J. K. Rowling's big novel about a small town
Once more Rowling’s keen insights and well-explored characters produce a stirring and absorbing read. But first, you are wondering, what the heck is a "casual vacancy?" Glad you asked. A direct quote, printed at the start of Part One:
6.11 A casual vacancy is deemed to have occurred:
(a) when a local councillor fails to make his declaration of
acceptance of office within the proper time; or
(b) when his notice of resignation is received; or
(c) on the day of his death…
(Charles Arnold-Baker, Local Council Administration, Seventh Edition)
And by the by, People, the “councillor” to which Spell-Check objects is the fault of Mr. Arnold-Baker, not me!
|J. K. Rowling|
So now you know, and we’re all on the same page.

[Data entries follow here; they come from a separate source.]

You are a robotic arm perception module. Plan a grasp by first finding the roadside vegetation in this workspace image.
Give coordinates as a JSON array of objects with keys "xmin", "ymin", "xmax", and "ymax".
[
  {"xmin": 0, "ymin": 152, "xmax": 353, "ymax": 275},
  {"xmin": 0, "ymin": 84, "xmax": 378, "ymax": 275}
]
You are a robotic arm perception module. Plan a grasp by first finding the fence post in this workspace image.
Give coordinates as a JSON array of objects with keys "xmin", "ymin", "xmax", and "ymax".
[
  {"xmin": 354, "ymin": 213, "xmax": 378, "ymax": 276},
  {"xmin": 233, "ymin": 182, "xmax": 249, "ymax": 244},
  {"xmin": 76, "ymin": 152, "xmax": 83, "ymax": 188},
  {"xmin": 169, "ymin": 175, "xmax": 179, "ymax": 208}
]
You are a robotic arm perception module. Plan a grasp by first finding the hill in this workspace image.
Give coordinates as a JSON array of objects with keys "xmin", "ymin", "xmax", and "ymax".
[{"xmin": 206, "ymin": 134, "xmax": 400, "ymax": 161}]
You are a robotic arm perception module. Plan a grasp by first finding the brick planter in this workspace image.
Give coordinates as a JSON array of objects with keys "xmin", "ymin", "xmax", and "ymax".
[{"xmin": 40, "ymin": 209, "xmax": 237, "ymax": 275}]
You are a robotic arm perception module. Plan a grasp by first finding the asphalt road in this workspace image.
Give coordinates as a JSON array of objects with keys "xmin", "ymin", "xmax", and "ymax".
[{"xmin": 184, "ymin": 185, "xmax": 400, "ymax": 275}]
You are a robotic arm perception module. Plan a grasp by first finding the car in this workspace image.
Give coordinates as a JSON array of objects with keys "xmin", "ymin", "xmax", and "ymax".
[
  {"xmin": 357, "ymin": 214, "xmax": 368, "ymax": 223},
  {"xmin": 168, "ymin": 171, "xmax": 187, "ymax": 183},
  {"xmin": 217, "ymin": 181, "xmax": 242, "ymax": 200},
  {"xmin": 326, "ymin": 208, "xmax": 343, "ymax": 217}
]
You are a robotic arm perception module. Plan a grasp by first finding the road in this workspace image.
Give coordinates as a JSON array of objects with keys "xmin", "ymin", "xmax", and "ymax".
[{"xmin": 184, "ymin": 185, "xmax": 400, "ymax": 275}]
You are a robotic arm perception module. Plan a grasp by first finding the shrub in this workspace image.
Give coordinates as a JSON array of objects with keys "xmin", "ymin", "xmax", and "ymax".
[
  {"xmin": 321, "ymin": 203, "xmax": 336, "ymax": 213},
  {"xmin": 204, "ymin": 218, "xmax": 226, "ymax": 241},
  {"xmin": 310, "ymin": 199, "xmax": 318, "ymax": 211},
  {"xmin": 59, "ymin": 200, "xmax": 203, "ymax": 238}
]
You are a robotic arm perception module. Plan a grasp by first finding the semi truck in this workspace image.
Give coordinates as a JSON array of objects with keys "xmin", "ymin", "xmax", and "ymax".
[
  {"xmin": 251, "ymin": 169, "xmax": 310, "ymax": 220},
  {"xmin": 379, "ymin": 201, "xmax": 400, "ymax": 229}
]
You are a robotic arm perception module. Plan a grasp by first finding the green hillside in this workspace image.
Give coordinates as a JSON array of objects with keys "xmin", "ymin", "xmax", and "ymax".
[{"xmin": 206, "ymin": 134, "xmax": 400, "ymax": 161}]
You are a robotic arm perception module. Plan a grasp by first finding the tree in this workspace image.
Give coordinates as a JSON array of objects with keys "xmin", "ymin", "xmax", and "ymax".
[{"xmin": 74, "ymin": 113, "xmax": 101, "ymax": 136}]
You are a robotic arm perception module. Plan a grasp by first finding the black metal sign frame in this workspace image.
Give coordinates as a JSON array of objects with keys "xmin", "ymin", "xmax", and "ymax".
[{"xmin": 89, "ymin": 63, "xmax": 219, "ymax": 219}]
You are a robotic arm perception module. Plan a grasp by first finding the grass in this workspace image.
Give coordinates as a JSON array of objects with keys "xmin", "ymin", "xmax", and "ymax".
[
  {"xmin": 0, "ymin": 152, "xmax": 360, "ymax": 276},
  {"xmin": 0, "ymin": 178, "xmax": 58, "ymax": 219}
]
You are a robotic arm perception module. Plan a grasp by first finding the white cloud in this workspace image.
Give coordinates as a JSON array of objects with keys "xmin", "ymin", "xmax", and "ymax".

Pagford is a small, picturesque town with proper, traditional values. But as we all know, proper, traditional folk are rarely as they seem. So when Councilman Barry Fairbrother (yes, Rowling still has her penchant for descriptive names) dies unexpectedly, his vacant seat triggers an immediate polarization of the community. Rich are at war with the poor. Wildly profane teenagers are at war with their parents. Wives vs. husbands; teachers vs. students, and on and on. It’s clear it will all culminate in tragedy, but it happens horribly and in a most unexpected way. It’s also clear that while kids run rampant through its pages, this is a novel for adults. Just so you know.
The blurb on the back cover says: “blackly comic, thought-provoking, and constantly surprising.” It is that.